On Wed, Dec 17, 2008 at 9:09 AM, Johan Hartzenberg <jhart...@gmail.com>wrote:

>
> On Wed, Dec 17, 2008 at 2:46 PM, Thanos McAtos <mca...@ics.forth.gr>wrote:
>
>>
>>
>> My problems are 2:
>>
>> 1) I don't know how to properly age a file-system. As already said, I need
>> traces of a decade's workload to properly do this, and to the best of my
>> knowledge there is no easy way to do this automatically.
>>
>> 2) I know very little of ZFS. To be honest, I have no idea what to expect.
>> Maybe I'm doing aging the wrong way or ZFS suffers from aging when is has to
>> allocate blocks for writes/updates and not on recovery.
>>
>> I would expect the fill level of the pool to be a much bigger factor than
> the "age" of the file system.  However an old but very empty file system may
> have its data blocks spread far apart (large gaps in between).  So a "new"
> empty file system may have all its allocated data blocks at the start of a
> disk, and a "old" empty file system may be scattered all over the disk.

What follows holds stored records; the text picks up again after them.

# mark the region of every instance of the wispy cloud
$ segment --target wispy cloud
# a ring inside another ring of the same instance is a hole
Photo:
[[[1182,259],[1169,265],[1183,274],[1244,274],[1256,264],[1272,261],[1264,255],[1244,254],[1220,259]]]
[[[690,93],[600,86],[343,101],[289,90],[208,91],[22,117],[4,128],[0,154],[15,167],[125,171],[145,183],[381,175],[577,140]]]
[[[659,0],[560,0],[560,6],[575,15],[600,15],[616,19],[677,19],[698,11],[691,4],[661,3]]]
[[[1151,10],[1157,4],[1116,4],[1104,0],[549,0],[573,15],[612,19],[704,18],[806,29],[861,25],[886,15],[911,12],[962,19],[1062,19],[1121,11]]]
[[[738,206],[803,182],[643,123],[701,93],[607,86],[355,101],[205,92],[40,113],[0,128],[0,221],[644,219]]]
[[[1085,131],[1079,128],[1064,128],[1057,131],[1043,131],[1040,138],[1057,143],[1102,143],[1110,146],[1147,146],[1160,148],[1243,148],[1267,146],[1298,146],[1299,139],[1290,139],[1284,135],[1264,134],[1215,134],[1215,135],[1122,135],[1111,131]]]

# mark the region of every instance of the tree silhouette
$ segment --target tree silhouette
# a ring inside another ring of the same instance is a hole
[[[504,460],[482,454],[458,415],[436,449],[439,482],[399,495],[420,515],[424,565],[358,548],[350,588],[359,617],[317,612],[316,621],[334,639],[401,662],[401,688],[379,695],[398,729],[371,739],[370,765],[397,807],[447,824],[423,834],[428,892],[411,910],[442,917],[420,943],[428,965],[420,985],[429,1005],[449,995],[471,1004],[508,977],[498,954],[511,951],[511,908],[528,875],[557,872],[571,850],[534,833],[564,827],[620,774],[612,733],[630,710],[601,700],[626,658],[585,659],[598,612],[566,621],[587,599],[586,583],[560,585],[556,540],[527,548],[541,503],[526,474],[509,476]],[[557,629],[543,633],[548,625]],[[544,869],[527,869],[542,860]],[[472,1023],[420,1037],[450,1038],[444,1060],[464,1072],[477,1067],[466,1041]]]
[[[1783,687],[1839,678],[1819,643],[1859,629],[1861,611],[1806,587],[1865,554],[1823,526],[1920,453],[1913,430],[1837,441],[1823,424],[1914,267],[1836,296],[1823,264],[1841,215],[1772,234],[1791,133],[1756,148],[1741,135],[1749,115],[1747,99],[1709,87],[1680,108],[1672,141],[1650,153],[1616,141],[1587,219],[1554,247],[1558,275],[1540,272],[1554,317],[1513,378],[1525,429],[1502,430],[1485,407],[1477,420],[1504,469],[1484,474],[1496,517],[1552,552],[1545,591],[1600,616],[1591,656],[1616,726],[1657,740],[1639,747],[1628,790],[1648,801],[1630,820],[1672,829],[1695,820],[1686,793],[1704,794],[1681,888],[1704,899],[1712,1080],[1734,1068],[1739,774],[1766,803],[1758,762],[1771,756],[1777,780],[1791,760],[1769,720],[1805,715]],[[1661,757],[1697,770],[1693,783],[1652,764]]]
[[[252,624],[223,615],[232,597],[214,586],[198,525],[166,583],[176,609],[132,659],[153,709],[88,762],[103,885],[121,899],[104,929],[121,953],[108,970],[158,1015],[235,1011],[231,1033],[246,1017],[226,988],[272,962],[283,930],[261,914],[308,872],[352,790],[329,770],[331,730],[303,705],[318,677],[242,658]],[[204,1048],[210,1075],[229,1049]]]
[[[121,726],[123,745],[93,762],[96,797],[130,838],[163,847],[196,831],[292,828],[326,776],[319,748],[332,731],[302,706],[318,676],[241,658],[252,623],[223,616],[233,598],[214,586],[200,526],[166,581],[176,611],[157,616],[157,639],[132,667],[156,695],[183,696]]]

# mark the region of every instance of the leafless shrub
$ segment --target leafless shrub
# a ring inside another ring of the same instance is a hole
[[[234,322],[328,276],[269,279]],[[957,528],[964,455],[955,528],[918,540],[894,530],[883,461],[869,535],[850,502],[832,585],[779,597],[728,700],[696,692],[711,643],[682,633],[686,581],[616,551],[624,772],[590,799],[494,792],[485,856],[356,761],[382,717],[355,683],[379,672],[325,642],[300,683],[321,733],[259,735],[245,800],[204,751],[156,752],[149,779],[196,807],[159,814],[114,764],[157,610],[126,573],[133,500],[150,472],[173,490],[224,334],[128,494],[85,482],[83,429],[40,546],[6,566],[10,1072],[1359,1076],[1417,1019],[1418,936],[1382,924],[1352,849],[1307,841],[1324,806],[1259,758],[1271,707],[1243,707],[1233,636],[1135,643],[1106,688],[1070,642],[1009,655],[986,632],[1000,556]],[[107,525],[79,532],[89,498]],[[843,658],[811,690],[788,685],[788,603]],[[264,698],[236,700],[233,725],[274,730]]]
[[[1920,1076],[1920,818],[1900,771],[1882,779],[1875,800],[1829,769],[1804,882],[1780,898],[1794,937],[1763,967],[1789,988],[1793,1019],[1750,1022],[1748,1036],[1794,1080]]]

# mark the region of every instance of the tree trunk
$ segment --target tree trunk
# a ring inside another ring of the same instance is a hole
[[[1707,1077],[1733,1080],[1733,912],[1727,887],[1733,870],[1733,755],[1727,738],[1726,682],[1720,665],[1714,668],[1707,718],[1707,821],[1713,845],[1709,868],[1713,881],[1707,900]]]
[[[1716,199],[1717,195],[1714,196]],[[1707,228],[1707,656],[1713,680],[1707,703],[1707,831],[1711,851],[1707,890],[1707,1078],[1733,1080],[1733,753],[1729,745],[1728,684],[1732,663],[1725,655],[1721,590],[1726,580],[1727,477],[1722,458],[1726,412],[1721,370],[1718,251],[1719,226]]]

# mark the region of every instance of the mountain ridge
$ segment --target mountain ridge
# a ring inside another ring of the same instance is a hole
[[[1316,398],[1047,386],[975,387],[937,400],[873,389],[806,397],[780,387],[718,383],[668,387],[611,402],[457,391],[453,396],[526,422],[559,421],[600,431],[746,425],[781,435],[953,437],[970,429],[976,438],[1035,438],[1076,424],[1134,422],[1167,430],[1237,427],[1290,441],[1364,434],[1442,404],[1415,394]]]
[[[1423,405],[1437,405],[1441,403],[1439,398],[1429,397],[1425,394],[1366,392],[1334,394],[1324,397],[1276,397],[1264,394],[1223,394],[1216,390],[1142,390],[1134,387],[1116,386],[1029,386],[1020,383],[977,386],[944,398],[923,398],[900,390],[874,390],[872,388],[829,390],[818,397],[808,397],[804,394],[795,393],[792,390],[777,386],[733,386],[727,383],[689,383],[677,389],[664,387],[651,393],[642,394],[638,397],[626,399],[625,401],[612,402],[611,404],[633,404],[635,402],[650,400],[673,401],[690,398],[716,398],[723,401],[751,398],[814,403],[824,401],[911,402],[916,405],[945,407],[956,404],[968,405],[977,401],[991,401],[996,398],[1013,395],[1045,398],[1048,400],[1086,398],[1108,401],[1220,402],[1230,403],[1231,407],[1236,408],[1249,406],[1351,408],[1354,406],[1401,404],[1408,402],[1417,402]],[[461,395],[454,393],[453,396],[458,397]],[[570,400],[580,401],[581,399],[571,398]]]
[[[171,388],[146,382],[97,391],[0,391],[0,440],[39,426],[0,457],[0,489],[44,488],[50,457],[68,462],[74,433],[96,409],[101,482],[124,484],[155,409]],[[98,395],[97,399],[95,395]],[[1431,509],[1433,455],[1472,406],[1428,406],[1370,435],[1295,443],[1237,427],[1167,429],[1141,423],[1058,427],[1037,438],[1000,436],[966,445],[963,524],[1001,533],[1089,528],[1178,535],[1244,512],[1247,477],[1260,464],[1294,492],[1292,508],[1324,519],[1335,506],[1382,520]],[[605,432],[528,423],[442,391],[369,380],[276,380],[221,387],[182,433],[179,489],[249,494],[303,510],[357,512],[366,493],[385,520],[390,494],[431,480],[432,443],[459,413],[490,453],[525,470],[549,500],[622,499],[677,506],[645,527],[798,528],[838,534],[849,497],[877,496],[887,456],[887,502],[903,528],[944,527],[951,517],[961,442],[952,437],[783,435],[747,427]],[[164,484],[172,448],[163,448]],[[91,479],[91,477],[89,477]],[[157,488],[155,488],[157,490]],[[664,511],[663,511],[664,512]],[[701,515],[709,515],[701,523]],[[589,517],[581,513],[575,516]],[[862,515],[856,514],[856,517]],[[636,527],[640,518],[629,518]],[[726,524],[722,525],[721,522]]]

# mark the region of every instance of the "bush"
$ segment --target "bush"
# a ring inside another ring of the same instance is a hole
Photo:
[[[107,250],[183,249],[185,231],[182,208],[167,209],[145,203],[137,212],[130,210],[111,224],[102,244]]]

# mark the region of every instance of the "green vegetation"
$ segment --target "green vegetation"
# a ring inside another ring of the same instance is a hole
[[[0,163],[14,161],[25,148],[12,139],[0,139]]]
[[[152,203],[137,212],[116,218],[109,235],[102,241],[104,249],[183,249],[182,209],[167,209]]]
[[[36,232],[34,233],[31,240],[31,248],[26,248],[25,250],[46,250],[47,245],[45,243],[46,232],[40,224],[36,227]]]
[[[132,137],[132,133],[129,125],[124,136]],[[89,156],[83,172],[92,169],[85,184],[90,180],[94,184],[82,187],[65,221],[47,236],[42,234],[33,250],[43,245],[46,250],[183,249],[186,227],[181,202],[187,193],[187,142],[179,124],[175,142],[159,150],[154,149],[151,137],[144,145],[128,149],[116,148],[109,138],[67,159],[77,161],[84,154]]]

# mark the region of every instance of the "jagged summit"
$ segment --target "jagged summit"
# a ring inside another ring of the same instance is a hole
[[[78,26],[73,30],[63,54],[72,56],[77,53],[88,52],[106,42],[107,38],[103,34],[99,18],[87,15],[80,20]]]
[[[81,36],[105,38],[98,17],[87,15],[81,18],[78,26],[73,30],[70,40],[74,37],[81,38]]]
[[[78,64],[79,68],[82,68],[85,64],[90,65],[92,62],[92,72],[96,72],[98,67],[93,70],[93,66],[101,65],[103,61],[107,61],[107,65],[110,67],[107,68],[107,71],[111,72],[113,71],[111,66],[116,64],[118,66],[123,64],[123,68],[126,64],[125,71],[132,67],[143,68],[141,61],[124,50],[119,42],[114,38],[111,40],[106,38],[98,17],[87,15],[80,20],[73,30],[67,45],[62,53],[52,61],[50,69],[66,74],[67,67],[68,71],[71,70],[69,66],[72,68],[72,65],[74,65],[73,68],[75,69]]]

> However, since we are talking about more space than data, and ZFS only
> "rebuilds" the blocks which are in use, this is a special case and while the
> difference my be relatively large, it will likely be small real difference.
>
> But I am speculating.  The CoW nature of ZFS will probably make it very
> hard to consistently create a "fragmented" file system!!!
>
> --
> Any sufficiently advanced technology is indistinguishable from magic.
>    Arthur C. Clarke
>
> My blog: http://initialprogramload.blogspot.com
>

I would expect there to be some sort of clean-up process that either runs
automatically or that could be scheduled to optimize block layout on a
regular basis to avoid just such an issue.